Today, September 2, 2017, is Aldir Blanc‘s 71st birthday, and for the occasion I decided to translate this beautiful song he composed with Jayme Vignoli and released on Vida Noturna (2005). “Lupicínica” serves as yet another testament to Aldir’s exquisite talent for perfectly portraying the grace and grit of life in Rio in his lyrics. In “Lupicínica,” he characteristically weaves together elements of high culture (Tolstoy in this case) and vignettes that depict crude minutia of a working-class existence in Rio’s north zone and exalt its obscure protagonists. There’s plenty on Aldir’s poetic style in previous posts on Aldir, though, so here I’ll just explain a little about this song. Salgado Filho, as you can guess, is a hospital in Méier, a middle/lower-middle-class suburb of Rio de Janeiro; the neighborhood Água Santa is poorer and farther out.
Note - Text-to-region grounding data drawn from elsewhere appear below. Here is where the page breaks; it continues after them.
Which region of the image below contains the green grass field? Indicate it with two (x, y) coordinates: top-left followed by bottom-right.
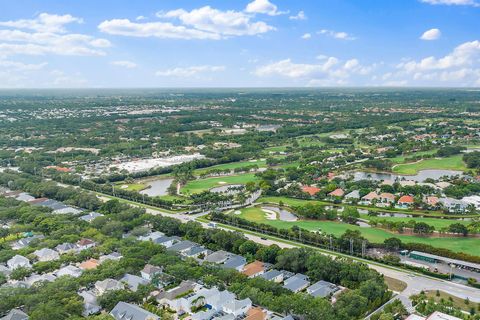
(115, 183), (148, 192)
(389, 149), (438, 164)
(362, 215), (469, 229)
(234, 206), (479, 256)
(392, 154), (466, 174)
(181, 173), (260, 194)
(194, 160), (267, 175)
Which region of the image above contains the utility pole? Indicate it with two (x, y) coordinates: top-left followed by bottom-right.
(329, 235), (333, 251)
(362, 240), (366, 257)
(350, 238), (354, 255)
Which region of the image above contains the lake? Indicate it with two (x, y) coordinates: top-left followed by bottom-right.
(352, 169), (463, 182)
(139, 178), (174, 196)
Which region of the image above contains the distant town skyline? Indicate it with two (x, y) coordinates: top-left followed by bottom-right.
(1, 0), (480, 88)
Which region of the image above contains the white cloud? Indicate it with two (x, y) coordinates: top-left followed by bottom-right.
(398, 40), (480, 72)
(245, 0), (286, 16)
(136, 16), (147, 21)
(420, 0), (479, 6)
(0, 59), (47, 71)
(99, 19), (220, 40)
(101, 6), (275, 40)
(0, 13), (110, 57)
(156, 65), (225, 77)
(289, 11), (307, 20)
(0, 13), (83, 33)
(318, 29), (356, 40)
(110, 60), (137, 68)
(254, 56), (377, 87)
(301, 33), (311, 39)
(162, 6), (275, 36)
(49, 69), (88, 87)
(420, 28), (441, 40)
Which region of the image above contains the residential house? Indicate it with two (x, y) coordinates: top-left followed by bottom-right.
(259, 269), (283, 283)
(344, 190), (360, 201)
(77, 238), (96, 251)
(11, 235), (44, 250)
(79, 258), (99, 270)
(7, 255), (31, 270)
(397, 195), (414, 209)
(242, 261), (266, 278)
(399, 180), (416, 187)
(222, 255), (247, 271)
(55, 242), (77, 254)
(99, 252), (123, 263)
(328, 188), (344, 198)
(379, 193), (395, 204)
(360, 192), (380, 205)
(79, 212), (104, 223)
(282, 274), (310, 293)
(120, 274), (149, 292)
(155, 280), (199, 304)
(183, 245), (209, 259)
(141, 264), (162, 281)
(153, 235), (181, 248)
(1, 309), (29, 320)
(223, 298), (252, 317)
(137, 231), (165, 242)
(167, 240), (197, 254)
(204, 250), (231, 264)
(53, 206), (83, 215)
(56, 265), (83, 278)
(94, 278), (125, 295)
(79, 290), (101, 316)
(33, 248), (60, 262)
(438, 197), (469, 213)
(301, 186), (321, 196)
(26, 273), (57, 286)
(110, 301), (160, 320)
(425, 196), (440, 208)
(306, 280), (340, 298)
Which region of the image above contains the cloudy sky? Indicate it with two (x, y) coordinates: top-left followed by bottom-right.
(1, 0), (480, 88)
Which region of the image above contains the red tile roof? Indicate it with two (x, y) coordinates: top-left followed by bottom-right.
(398, 195), (414, 204)
(328, 188), (344, 197)
(302, 186), (321, 196)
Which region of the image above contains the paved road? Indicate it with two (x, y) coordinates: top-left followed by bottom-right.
(100, 196), (480, 304)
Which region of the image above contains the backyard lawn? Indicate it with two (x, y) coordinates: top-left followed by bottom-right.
(181, 173), (260, 194)
(392, 154), (466, 174)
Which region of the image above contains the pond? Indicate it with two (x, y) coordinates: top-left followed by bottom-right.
(352, 169), (463, 182)
(139, 178), (174, 196)
(261, 206), (298, 222)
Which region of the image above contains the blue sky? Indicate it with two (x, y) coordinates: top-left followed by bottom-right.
(0, 0), (479, 87)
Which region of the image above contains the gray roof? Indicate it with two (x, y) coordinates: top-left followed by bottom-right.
(222, 255), (246, 270)
(79, 212), (103, 222)
(110, 301), (160, 320)
(55, 242), (77, 252)
(1, 309), (29, 320)
(166, 240), (197, 252)
(33, 199), (66, 210)
(409, 251), (480, 270)
(204, 250), (231, 264)
(183, 245), (207, 257)
(307, 280), (339, 298)
(120, 274), (149, 292)
(153, 235), (181, 245)
(345, 190), (360, 199)
(283, 274), (310, 292)
(260, 269), (282, 281)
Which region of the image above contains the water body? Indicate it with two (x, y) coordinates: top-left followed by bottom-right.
(352, 169), (462, 182)
(261, 206), (298, 222)
(139, 178), (174, 196)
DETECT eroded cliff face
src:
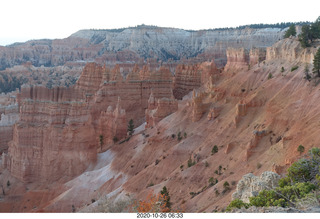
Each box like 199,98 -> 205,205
0,105 -> 19,153
3,86 -> 96,183
173,61 -> 219,99
145,90 -> 178,128
2,38 -> 320,213
2,61 -> 177,183
0,26 -> 285,70
266,38 -> 317,63
78,63 -> 175,126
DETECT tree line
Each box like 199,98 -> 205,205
284,16 -> 320,48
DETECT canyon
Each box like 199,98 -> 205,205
0,24 -> 320,213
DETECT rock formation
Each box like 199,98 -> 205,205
0,104 -> 19,153
145,90 -> 178,128
266,38 -> 317,63
207,105 -> 221,121
224,48 -> 249,71
0,26 -> 285,71
173,61 -> 218,99
232,171 -> 281,203
191,90 -> 207,122
97,97 -> 127,150
249,48 -> 266,66
3,86 -> 97,183
245,130 -> 268,161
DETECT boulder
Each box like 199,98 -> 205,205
232,171 -> 281,203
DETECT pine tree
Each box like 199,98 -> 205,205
299,25 -> 311,48
160,186 -> 171,211
284,24 -> 296,38
311,16 -> 320,40
313,48 -> 320,77
128,119 -> 134,136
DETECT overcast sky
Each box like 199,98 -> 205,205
0,0 -> 319,46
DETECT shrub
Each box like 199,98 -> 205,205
184,132 -> 187,138
223,181 -> 230,190
113,136 -> 118,143
278,176 -> 291,188
218,165 -> 222,175
250,182 -> 317,208
257,163 -> 262,169
226,199 -> 249,212
187,158 -> 196,167
134,192 -> 171,213
147,182 -> 154,188
209,177 -> 218,187
297,145 -> 305,154
287,158 -> 313,183
177,132 -> 182,141
7,180 -> 10,187
171,134 -> 176,139
211,145 -> 218,155
281,67 -> 285,72
291,66 -> 299,72
268,73 -> 273,79
205,161 -> 209,167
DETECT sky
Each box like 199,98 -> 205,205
0,0 -> 319,46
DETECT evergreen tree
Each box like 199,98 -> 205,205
311,16 -> 320,40
313,48 -> 320,77
127,119 -> 134,136
160,186 -> 171,211
284,24 -> 296,38
299,25 -> 312,48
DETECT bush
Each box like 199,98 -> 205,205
250,182 -> 317,208
211,145 -> 218,155
287,159 -> 313,183
7,180 -> 10,187
208,177 -> 218,187
223,181 -> 230,190
113,136 -> 118,143
291,66 -> 299,72
177,132 -> 182,141
268,73 -> 273,79
226,199 -> 249,212
187,158 -> 196,167
278,176 -> 291,188
257,163 -> 262,169
171,134 -> 176,139
297,145 -> 305,154
281,67 -> 285,72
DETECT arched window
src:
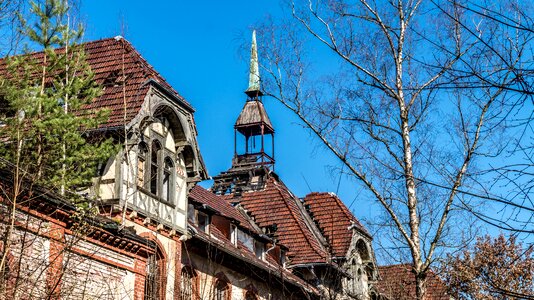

Dois de Dezembro is a road in Rio’s more upscale Flamengo neighborhood, and with “Rua do Tijolo” Aldir could be referring to the street by this name in the suburb of Piedade, or to the street where a big condominium complex – Tijolinho – is located in Vila Isabel.  The tale of passion, scorn and death in this song recalls themes common to Lupicínio Rodrigues’s songs; I’m guessing that may be the inspiration for the name.

Jayme Vignoli, who composed the music, is a cavaquinho player, composer and arranger from Rio de Janeiro, a professor at Rio’s Escola Portátil de Música and cavaquinista with several choro groups including Água de Moringa.